The premise of this sitcom involves the owner of a sock manufacturing company (Bob) suffering a heart attack and falling in love with his cardiac nurse (Abishola), who happens to be an immigrant from Nigeria. The plot thickens when Bob’s mother suffers a stroke, and Abishola takes on a caregiving role in addition to her job at the local hospital.
If you get beyond the unlikely romance and the quirkiness of Bob’s dysfunctional siblings, the show reveals a situation encountered by countless families. An aging parent is suddenly incapacitated. The family decides to care for her at home. They quickly find themselves overwhelmed and are forced to find outside assistance in order to make their plan work.
In real life, of course, the eldest son hasn’t fallen in love with a nurse, so most families face a difficult search in a caregiving system that can be difficult to navigate. In many cases finding a caregiver in a crisis situation is extraordinarily difficult, and if a family does find someone, it may only be a temporary solution.
As our population grows older we will need more caregivers, but where will we find them? This U.S. Census Bureau Quarterly Workforce Indicators chart showing the makeup of the healthcare and social assistance workforce in the Pittsburgh Metropolitan area paints a grim picture (h/t to Joe Angelelli, gerontologist extraordinaire who continues to do important work on aging issues in Western Pennsylvania, for bringing this to my attention).
It shows the need for these workers has increased significantly over the past 25 years. But the workforce growth has been in workers aged 55 and older – and those workers are rapidly aging out of a profession that is incredibly demanding both physically and emotionally.
Meanwhile, younger people are not flocking to this career. And why should they? It is not an easy job and it takes a person with a strong commitment to helping others. But even for those with an inclination toward this type of work, the salary it pays makes it a questionable choice.

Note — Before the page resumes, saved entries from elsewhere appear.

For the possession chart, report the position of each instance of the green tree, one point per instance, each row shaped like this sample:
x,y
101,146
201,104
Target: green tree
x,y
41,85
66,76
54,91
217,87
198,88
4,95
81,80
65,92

Many of those needing caregiving assistance are lower-income and qualify for Medicaid assistance. Elected officials, however, have refused to provide the necessary funding to allow Medicaid to pay adequate wages for direct care workers. In Pennsylvania, the General Assembly feels it is more important to maintain our regressive tax system than to adequately compensate caregivers in order to make the profession more competitive with other careers.
Which brings us back to Bob Hearts Abishola. It is no coincidence the subject of Bob’s affections is a nurse from another country. With the employment picture in the United States continuing to produce more job openings than people able to fill those positions, hospitals and other medical facilities are recruiting in other countries.
Skilled care nurses are in high demand and the hospital where Bob received his care undoubtably went to great lengths to bring Abishola to fill a needed position. And she was available to help provide caregiving to Bob’s mother.
But most home health care agencies do not have the resources to recruit for caregivers in other countries. And too many elected officials, who will not provide the funding to make caregiving an adequately paid profession for workers in the United States, work hard to discourage immigration and prejudice the United States population against immigrants.
The unfortunate fact, of course, is our history shows it takes little persuasion to turn many people in the U.S. against those from other countries.
At this time of demographic change, we simply cannot continue to refuse to acknowledge the true costs of providing care to our older population and at the same time disparage those from other countries who will come to the United States to fill the growing gaps in our workforce.
Network sitcoms such as Bob Hearts Abishola have a thoughtful, but happy, message to convey. But to truly reflect the reality of our caregiving and immigration situation, this show may need to morph into a tragedy if we continue down our current path.